7 Numerical simulations

In this section, we will illustrate some numerical analysis to provide the theoretical results obtained in previous sections. We will consider herpes disease as an illustrative example that aligns well with the SEIR model (1)–(3). To this end, the backward Euler and linearized finite difference method will be used to discretize the ODEs and PDE in system (1)–(3), and the integral will be numerically calculated using Simpson’s rule.

Fig. 2

The evolution of solutions \(e(t,a)\text {d} a\) and i(t, b) when \(\beta _1=7.5\times 10^{-4}\), \(\delta =1/78.5\) and \(\mathcal {R}_0 =0.7564< 1\)

Fig. 3

The evolution of solutions S(t), \(E(t) = \displaystyle \int \limits _{0}^{\infty } e(t,a)\text {d} a\), \(I(t)= \displaystyle \int \limits _{0}^{\infty }i(t,b)\text {d} b\), and R(t) when \(\beta _1=7.5\times 10^{-3}\), \(\delta =1/97.2\) and \(\mathcal {R}_0 = 1.4502>1\)

Fig. 4

The evolution of solutions e(t, a) and i(t, b) when \(\beta _1=7.5\times 10^{-3}\), \(\delta =1/97.2\) and \(\mathcal {R}_0 = 1.4502>1\)

We use parameters from previous research by Foss et al. [47]. The parameters A, \(\mu \), and \(\delta \) in system (1)–(3) take the following values: \( A=275\), \(\mu =0.014\), and \(\delta \) is assumed to be varied.

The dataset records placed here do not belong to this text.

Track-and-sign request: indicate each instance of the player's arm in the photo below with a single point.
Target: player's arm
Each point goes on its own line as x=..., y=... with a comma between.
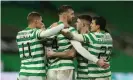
x=82, y=51
x=79, y=37
x=41, y=33
x=65, y=54
x=74, y=36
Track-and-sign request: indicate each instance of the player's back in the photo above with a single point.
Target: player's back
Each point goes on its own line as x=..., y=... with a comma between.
x=82, y=66
x=64, y=45
x=100, y=45
x=31, y=53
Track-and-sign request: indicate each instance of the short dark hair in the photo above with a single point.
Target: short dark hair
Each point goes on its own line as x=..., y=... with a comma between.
x=100, y=21
x=32, y=15
x=64, y=8
x=85, y=17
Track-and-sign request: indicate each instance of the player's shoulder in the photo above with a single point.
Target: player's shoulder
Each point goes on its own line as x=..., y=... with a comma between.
x=72, y=29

The functions \(\nu _1(a)\), and \(\nu _2(b)\) are considered to be constants, and \(\nu _1(a)=\nu _2(b)=\nu =0.019\). Moreover, the functions \(\vartheta (b)\), \(\varphi (a)\), and \(\psi (b)\) are chosen to be

$$\begin{aligned} \vartheta (b)= \beta _1 \left( 1+\sin \frac{(b-5)\pi }{10} \right) , \; \varphi (a)= \beta _2 \left( 1+\sin \frac{(a-1)\pi }{2} \right) , \; \psi (b)= \beta _3 \left( 1+\sin \frac{(b-15)\pi }{30} \right) , \end{aligned}$$

where \(\beta _1\) is assumed to be varied, \(\beta _2 =0.03\), and \(\beta _3=0.09\). Moreover, the initial condition is chosen as

$$\begin{aligned} S(0)= 1200,\quad e_0(a)=50(a + 3) e^{0.2(a+3)}, \quad i_0(b)=(b + 3) e^{0.2(b+3)}, \quad \text {and} \quad R(0)= 50. \end{aligned}$$

1. i.

   When \(\beta _1= 7\times 10^{-4}\) and \(\delta =1/78.5\), then we have \(\mathcal {R}_0=0.7564<1\). Thus, according to Theorem 6.1 the disease-free equilibrium \(E^0\) is globally asymptotically stable (see, Figs. 1 and 2). This means that the disease eventually tends to go extinct.

2. ii.

   When \(\beta _1= 7\times 10^{-3}\) and \(\delta =1/87.2\), then we have \(\mathcal {R}_0=1.4502>1\). In view of Theorem 6.6, the endemic equilibrium \(E^*\) is globally asymptotically stable (see Figs. 3 and 4). This indicates that the disease can start spreading through the population.

8 Discussion

In this paper, we have created and analyzed an SEIR epidemic model with continuous age structure for both latently infected individuals and infectious individuals with relapse to understand how these epidemiological factors affect the spread of the infectious disease. We then studied the global asymptotic stability of each equilibrium of the model by constructing the appropriate Lyapunov functional. Our theoretical results showed that the threshold parameter \(\mathcal {R}_0\) completely governs the spread of diseases. That is, if \(\mathcal {R}_0<1\), then the disease-free equilibrium is globally asymptotic stable, which means that the disease can be eradicated from the community, while the endemic equilibrium of the model is considered to be globally asymptotic stable whenever \(\mathcal {R}_0>1\), indicating that the disease will continue to spread through the population. To control the transmission of the disease, we should take related strategies to reduce the basic reproduction number to below one. From the expression of \(\mathcal {R}_0\), that is,

$$\begin{aligned} \mathcal {R}_0 = \frac{A}{\mu }\zeta _1 \zeta _2+ \frac{\delta }{\mu +\delta } \zeta _3. \end{aligned}$$

Notice that we must work on both terms to reduce the \(\mathcal {R}_0\) value. The first term can be reduced by decreasing the quantities of \(\zeta _1\) and \(\zeta _2\). However, the relapse rate \(\delta \) must be reduced to decrease the second term, as it has a direct effect, while the treatment rate \(\zeta \) does not. Thus, strategies for controlling the disease may include early diagnosis of latent infections, decreasing both transmission and relapse rates.